The Tokyo Motor Show is dead, long live the Japan Mobility Show
By Guy Bird2023-10-27T09:18:00
Car Design News reviews the rebranded Tokyo Motor Show, which this year made a strong case for the conventional auto show format with numerous concepts on display
The 2023 Japan Mobility Show is the new incarnation of the Tokyo Motor Show. After 46 previous events starting in 1954 and the COVID-related cancellation in 2021, the historic event’s organisers decided to rebrand for 2023. Still held at the Tokyo Big Sight venue, as it has been since 2011, the new Japan Mobility Show’s public days run from Saturday October 28th until Sunday November 5th and the exhibits remain impressively wide in ambition, creativity and scope.

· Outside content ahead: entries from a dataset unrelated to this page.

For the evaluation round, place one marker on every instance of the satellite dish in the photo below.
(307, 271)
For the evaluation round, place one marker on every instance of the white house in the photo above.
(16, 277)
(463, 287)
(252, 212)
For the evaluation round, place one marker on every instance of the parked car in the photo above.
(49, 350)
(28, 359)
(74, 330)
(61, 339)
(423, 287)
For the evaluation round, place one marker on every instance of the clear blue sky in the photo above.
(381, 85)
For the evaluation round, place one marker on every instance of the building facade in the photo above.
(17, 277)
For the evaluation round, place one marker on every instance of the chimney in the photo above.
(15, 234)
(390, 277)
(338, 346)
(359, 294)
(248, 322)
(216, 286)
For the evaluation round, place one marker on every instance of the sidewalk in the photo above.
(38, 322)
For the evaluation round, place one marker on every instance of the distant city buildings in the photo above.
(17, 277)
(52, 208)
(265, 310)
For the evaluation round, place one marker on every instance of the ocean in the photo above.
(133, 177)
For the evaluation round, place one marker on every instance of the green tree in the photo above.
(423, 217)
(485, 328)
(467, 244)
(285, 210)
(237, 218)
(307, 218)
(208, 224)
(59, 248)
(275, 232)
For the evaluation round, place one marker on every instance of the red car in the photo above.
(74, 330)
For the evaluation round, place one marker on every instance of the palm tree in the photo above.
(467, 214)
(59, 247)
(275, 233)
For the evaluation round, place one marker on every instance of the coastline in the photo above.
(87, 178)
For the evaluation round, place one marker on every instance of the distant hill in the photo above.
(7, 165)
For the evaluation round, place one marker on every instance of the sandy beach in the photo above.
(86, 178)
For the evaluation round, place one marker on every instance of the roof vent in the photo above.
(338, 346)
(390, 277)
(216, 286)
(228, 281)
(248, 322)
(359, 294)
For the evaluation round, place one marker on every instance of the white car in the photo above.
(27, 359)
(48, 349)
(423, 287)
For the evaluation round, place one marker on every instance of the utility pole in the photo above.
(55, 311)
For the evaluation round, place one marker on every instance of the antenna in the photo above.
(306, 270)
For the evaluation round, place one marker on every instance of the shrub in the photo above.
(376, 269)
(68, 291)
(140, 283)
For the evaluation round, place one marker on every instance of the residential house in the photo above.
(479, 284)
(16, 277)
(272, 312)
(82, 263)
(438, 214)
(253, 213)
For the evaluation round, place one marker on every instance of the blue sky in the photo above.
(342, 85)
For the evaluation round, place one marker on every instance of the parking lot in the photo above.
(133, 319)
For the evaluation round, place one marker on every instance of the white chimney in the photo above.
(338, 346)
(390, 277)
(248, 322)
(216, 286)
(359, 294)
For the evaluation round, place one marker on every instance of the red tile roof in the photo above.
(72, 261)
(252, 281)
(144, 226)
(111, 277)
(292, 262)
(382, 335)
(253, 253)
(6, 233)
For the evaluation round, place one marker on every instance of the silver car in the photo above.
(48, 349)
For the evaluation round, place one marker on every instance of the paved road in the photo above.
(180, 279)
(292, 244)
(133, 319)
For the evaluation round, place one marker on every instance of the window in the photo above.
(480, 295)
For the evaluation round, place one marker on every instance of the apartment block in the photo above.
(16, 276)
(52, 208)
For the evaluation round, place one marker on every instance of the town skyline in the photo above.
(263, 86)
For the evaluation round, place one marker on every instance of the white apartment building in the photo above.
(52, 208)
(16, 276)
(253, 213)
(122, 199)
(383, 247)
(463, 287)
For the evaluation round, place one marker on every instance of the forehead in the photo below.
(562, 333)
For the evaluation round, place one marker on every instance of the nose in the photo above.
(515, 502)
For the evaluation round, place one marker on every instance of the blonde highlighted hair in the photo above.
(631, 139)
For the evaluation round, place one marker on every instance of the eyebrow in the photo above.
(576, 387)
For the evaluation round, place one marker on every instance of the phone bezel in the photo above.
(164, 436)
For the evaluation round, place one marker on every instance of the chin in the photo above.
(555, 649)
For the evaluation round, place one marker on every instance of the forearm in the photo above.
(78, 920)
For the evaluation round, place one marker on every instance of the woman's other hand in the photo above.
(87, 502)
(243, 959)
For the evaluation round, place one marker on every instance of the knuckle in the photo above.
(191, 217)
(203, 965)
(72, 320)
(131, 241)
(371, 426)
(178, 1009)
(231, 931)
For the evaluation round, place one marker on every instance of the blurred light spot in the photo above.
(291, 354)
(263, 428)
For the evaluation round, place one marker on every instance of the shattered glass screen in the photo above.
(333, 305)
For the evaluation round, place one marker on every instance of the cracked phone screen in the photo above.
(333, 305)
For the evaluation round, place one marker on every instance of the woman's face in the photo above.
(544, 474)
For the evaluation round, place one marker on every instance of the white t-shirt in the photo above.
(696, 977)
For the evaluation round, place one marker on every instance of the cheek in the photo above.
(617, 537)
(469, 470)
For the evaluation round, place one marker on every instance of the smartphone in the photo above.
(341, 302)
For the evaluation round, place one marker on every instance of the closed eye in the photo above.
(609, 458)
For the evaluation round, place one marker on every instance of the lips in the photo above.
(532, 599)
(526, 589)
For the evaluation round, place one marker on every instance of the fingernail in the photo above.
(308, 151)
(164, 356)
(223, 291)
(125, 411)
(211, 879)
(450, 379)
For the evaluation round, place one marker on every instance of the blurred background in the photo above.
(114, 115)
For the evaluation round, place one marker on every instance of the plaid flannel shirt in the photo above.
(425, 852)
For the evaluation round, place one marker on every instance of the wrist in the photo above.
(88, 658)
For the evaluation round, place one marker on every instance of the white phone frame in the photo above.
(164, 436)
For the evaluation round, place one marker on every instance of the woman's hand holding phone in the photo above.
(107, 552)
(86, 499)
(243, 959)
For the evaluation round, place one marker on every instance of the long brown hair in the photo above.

Although some production cars (or production teasers) were launched, the historic emphasis on concepts in Tokyo remains, including mainly electric SUVs and MPVs with origami-inspired exteriors, to wild colour-drenched cabins and sophisticated interior solutions. At the 2023 show there are also flying cars and moon buggies and even a selection of robots – at least one of which is big enough for a human to climb inside and operate – if you can afford the reported circa US$3m price tag.
After visiting the show in person on numerous occasions, this year’s review was conducted from afar. But hopefully the 100-plus images alongside the Car Design News Top Ten Japan Mobility Show Trends will give a flavour of the mostly Japanese exhibitors’ significant global reveals. Those makers really seemed to have pulled out all the stops to give this show its greatest chance of success for some years – with most revealing multiple concepts each – while also putting Tokyo back on the automotive map in the process.